The Opera House will be accessible to the art center through a glass skywalk. Three cinemas on the second floor will replace those now at Railroad Square Cinema and be the focal point for the Maine Film Center and the Maine International Film Festival.
Clark said the three cinemas will likely move to the top floor about the middle of November or first part of December. The windows across the front of the building facing Main Street will be the cinema lobby, where people waiting to see films can look out over downtown. The curtain of glass on the south side of the building, facing Castonguay Square, will also provide that transparency.
“It’s really going to bring light and vibrancy to the street,” Clark said.
The brick facade on the Main Street side of the building is expected to l start going up this spring, he said.
Mayor Jay Coelho said Thursday he thinks the center is coming along nicely.

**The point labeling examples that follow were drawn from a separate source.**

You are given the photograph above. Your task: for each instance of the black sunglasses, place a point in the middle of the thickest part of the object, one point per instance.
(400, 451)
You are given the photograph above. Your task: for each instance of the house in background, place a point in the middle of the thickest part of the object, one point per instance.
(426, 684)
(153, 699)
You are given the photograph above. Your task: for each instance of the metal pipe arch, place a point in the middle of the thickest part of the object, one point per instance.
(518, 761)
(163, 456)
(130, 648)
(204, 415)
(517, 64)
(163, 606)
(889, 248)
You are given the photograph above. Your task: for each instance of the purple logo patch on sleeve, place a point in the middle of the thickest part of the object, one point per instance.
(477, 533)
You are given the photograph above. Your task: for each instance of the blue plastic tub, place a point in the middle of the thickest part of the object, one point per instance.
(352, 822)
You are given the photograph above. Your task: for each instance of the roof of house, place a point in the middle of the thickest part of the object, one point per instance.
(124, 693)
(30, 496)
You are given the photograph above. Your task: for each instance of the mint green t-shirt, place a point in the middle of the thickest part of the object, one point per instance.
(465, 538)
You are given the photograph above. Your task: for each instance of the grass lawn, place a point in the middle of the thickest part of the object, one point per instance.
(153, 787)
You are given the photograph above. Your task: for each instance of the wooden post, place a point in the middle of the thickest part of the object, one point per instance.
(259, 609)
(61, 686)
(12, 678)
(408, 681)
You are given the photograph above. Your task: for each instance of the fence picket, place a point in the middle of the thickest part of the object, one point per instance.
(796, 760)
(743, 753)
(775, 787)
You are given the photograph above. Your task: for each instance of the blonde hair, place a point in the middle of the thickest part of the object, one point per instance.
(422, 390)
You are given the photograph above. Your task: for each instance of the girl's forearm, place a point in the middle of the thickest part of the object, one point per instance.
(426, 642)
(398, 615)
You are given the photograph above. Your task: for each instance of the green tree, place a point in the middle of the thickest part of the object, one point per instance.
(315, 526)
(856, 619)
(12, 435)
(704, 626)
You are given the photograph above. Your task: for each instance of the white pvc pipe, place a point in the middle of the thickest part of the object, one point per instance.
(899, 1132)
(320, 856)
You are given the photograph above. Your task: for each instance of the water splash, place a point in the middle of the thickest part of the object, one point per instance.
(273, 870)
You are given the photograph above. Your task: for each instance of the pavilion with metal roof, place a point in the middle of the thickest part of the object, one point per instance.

“Honestly, they have worked much faster than I had anticipated,” he said. “It will be nice to see some of those projects come to fruition. I am excited for what’s happening in the city.”
Kimberly Lindlof, president and CEO of the Mid-Maine Chamber of Commerce, said the Chamber eagerly awaits completion of the Schupf Center, which she expects will be an economic driver for downtown events and activity.
“It will be fantastic to have the lights on again in that spot abutting Castonguay Square and City Hall,” said Lindlof, who is also executive director of the Central Maine Growth Council.
More than $200 million in investments are being made downtown, including projects Colby has completed, such as the $25 million Bill & Joan Alfond Main Street Commons, $26 million Lockwood Hotel, $6 million Arts Collaborative and $5 million former Waterville Savings Bank renovation.
The city’s $11.2 million downtown BUILD project is to be completed late this year and change Front and Main streets from one-way traffic to two-way, improve intersections and sidewalks and include new landscaping.
The work has prompted some business owners to buy and invest in downtown buildings.